Ketua PP Muhammadiyah, Prof Yunahar Ilyas, menegaskan, agar umat terhindar dari perilaku korup, maka harus memahami ajaran Islam tentang harta. ''Yang sangat menentukan adalah cara pandangan seseorang tentang harta,'' tuturnya. Menurut dia, ajaran Islam memang memerintahkan umatnya untuk mencari harta.
Tujuannya, papar Yunahar, untuk memenuhi kebutuhan hidup, baik untuk sendiri maupun keluarganya. Selain itu, harta dicari sebagai alat beribadah, baik ibadah mahdhah maupun ibadah sosial. Dalam konteks ini, memang tidak ada istilah berhenti mencari harta, karena ibadah sosial terbuka luas seluas-luasnya.
Jika hanya sekadar untuk memenuhi kebutuhan hidup, mencari harta itu ada batasnya.

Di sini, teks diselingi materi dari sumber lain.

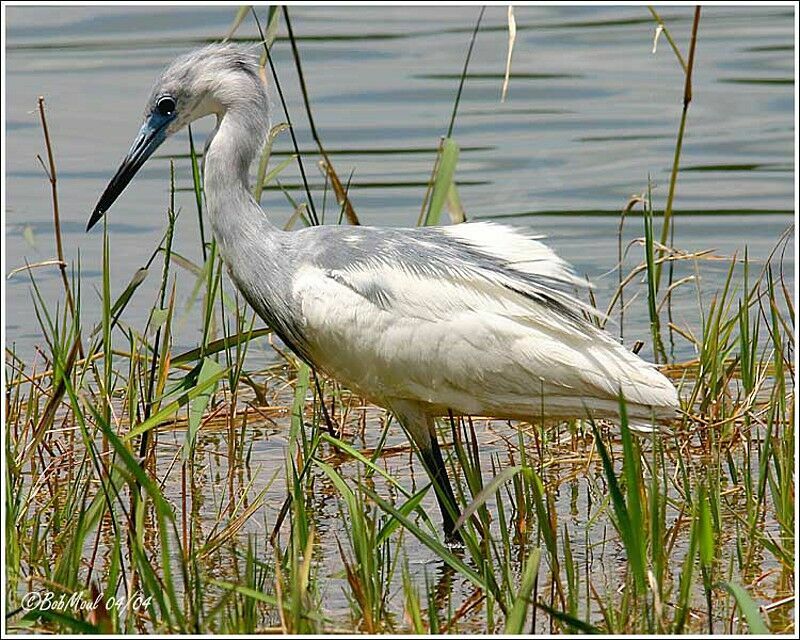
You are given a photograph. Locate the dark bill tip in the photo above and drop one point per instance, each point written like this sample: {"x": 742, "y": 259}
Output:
{"x": 150, "y": 137}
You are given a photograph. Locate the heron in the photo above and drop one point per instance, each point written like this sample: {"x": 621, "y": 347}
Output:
{"x": 471, "y": 319}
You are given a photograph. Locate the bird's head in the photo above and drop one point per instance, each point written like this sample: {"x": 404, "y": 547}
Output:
{"x": 208, "y": 81}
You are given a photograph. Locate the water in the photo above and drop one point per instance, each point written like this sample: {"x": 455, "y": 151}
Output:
{"x": 591, "y": 113}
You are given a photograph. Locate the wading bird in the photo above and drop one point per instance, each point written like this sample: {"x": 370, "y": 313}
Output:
{"x": 469, "y": 319}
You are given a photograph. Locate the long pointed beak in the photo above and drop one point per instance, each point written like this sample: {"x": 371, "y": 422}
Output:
{"x": 150, "y": 137}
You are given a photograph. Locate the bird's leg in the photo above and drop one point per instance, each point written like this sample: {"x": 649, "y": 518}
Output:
{"x": 421, "y": 428}
{"x": 434, "y": 463}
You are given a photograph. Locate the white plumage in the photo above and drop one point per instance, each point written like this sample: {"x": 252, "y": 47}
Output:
{"x": 477, "y": 319}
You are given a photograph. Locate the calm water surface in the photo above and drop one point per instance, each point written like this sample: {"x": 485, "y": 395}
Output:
{"x": 591, "y": 113}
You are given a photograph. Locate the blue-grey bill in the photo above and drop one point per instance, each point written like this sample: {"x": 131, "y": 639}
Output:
{"x": 143, "y": 146}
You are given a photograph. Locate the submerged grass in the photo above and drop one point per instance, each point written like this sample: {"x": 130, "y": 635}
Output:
{"x": 146, "y": 479}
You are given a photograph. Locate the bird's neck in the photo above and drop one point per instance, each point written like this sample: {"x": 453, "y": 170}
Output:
{"x": 234, "y": 214}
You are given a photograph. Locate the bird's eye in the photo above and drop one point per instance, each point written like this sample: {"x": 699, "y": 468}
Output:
{"x": 165, "y": 105}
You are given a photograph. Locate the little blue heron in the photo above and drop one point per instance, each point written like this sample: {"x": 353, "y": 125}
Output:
{"x": 469, "y": 319}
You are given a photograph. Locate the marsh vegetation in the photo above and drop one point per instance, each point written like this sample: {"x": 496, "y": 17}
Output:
{"x": 225, "y": 487}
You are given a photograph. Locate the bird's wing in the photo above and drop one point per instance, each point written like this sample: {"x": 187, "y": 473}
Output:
{"x": 459, "y": 316}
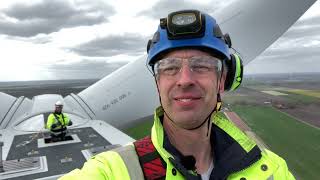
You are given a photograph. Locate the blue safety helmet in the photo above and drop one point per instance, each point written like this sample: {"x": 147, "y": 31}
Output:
{"x": 188, "y": 28}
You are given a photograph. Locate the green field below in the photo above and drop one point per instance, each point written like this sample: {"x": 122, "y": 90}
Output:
{"x": 296, "y": 142}
{"x": 140, "y": 130}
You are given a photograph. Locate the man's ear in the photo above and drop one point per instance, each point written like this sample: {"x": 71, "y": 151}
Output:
{"x": 222, "y": 82}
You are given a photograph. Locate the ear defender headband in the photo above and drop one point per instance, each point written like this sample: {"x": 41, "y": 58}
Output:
{"x": 193, "y": 29}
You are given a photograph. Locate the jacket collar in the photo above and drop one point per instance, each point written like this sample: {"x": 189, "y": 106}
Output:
{"x": 233, "y": 150}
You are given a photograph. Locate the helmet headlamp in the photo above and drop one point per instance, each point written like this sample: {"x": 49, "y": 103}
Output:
{"x": 184, "y": 24}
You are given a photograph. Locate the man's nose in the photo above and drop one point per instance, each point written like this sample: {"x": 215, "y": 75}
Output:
{"x": 185, "y": 77}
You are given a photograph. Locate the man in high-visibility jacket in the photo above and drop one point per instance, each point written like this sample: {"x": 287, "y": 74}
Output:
{"x": 57, "y": 122}
{"x": 191, "y": 63}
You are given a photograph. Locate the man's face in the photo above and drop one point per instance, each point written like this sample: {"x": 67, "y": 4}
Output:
{"x": 187, "y": 97}
{"x": 58, "y": 109}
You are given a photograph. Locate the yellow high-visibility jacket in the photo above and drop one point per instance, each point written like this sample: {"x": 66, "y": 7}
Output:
{"x": 60, "y": 120}
{"x": 236, "y": 157}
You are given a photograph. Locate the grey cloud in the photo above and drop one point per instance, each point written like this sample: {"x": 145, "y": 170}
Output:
{"x": 162, "y": 8}
{"x": 85, "y": 69}
{"x": 304, "y": 28}
{"x": 131, "y": 44}
{"x": 51, "y": 16}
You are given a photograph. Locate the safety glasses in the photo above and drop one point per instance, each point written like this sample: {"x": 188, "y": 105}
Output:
{"x": 199, "y": 65}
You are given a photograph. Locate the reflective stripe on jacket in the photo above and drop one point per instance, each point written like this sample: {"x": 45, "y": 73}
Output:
{"x": 239, "y": 158}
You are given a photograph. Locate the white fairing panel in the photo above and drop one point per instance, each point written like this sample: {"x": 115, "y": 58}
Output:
{"x": 6, "y": 103}
{"x": 255, "y": 24}
{"x": 127, "y": 94}
{"x": 130, "y": 93}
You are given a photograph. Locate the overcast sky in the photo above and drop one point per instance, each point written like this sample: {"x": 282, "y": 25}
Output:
{"x": 68, "y": 39}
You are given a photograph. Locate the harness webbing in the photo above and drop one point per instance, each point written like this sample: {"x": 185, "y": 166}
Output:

Al Quran sudah memberikan peringatan-peringatan bahwa harta adalah ujian (fitnah), sehingga seseorang harus berhati-hati dengan hartanya. Diberi harta banyak merupakan ujian juga. Begitu juga tidak diberi harta juga ujian.
Harta berpotensi melalaikan orang dari ibadah dan dari mendekatkan diri kepada Allah SWT. Oleh sebab itu, dalam ajaran Islam, tibalah peringatan-peringatan dengan pendekatan akhlak dan juga ada pendekatan hukum. Sehingga ditentukan bagaimana hukumnya kalau seseorang mengambil harta orang lain, mencuri, merampok termasuk korupsi.

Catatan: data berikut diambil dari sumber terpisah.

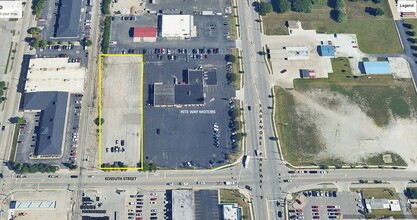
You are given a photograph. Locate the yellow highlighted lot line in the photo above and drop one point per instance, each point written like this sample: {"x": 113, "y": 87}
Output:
{"x": 100, "y": 110}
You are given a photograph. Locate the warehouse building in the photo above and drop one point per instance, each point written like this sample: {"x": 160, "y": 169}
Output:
{"x": 178, "y": 27}
{"x": 68, "y": 19}
{"x": 144, "y": 34}
{"x": 376, "y": 67}
{"x": 52, "y": 107}
{"x": 54, "y": 74}
{"x": 326, "y": 51}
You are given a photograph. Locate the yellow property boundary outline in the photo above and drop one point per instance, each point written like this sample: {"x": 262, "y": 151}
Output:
{"x": 99, "y": 91}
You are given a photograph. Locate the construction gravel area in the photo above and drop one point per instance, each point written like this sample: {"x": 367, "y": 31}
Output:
{"x": 346, "y": 132}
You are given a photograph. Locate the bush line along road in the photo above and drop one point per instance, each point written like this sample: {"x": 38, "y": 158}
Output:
{"x": 266, "y": 175}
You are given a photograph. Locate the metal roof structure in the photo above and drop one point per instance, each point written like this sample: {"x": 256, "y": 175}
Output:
{"x": 144, "y": 32}
{"x": 183, "y": 204}
{"x": 377, "y": 67}
{"x": 231, "y": 212}
{"x": 68, "y": 21}
{"x": 326, "y": 51}
{"x": 189, "y": 94}
{"x": 53, "y": 108}
{"x": 164, "y": 95}
{"x": 178, "y": 27}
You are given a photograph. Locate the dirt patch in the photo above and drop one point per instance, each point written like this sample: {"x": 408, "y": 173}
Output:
{"x": 347, "y": 132}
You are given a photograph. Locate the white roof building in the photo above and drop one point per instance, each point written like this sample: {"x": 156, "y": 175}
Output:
{"x": 231, "y": 212}
{"x": 54, "y": 74}
{"x": 183, "y": 204}
{"x": 178, "y": 27}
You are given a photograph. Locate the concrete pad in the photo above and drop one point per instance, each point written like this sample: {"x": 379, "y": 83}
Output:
{"x": 400, "y": 67}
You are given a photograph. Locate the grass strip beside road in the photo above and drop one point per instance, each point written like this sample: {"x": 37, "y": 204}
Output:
{"x": 236, "y": 69}
{"x": 228, "y": 196}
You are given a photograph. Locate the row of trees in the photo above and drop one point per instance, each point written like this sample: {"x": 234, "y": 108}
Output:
{"x": 33, "y": 168}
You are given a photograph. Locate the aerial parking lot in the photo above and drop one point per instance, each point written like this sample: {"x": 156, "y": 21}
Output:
{"x": 121, "y": 109}
{"x": 188, "y": 135}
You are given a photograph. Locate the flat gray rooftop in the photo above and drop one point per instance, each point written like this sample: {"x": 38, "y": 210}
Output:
{"x": 183, "y": 205}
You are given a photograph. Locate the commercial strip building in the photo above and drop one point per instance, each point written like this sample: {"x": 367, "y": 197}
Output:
{"x": 54, "y": 74}
{"x": 178, "y": 27}
{"x": 52, "y": 107}
{"x": 48, "y": 86}
{"x": 68, "y": 19}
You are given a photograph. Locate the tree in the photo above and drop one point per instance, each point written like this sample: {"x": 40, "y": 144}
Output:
{"x": 33, "y": 30}
{"x": 230, "y": 58}
{"x": 336, "y": 4}
{"x": 411, "y": 193}
{"x": 265, "y": 8}
{"x": 43, "y": 43}
{"x": 302, "y": 6}
{"x": 88, "y": 43}
{"x": 338, "y": 16}
{"x": 21, "y": 120}
{"x": 283, "y": 6}
{"x": 379, "y": 12}
{"x": 98, "y": 121}
{"x": 35, "y": 43}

Sementara itu, Rektor UIN Syarif Hidayatullah Jakarta, Prof Komaruddin Hidayat, menegaskan, perlu ada tindakan radikal untuk memberantas korupsi. Selama ini, kata dia, peralihan dari Orde Baru ke Reformasi itu masih remang-remang, abu-abu dan tidak ada garis batas yang jelas.
''Sehingga kultur budaya dan pemain lama, itu masih leluasa untuk bergerak. Sementara zaman Orde Baru kan, pemerintah, penguasa dan negara sangat dominan. Hampir-hampir tidak ada kontrol dari masyarakat,'' paparnya.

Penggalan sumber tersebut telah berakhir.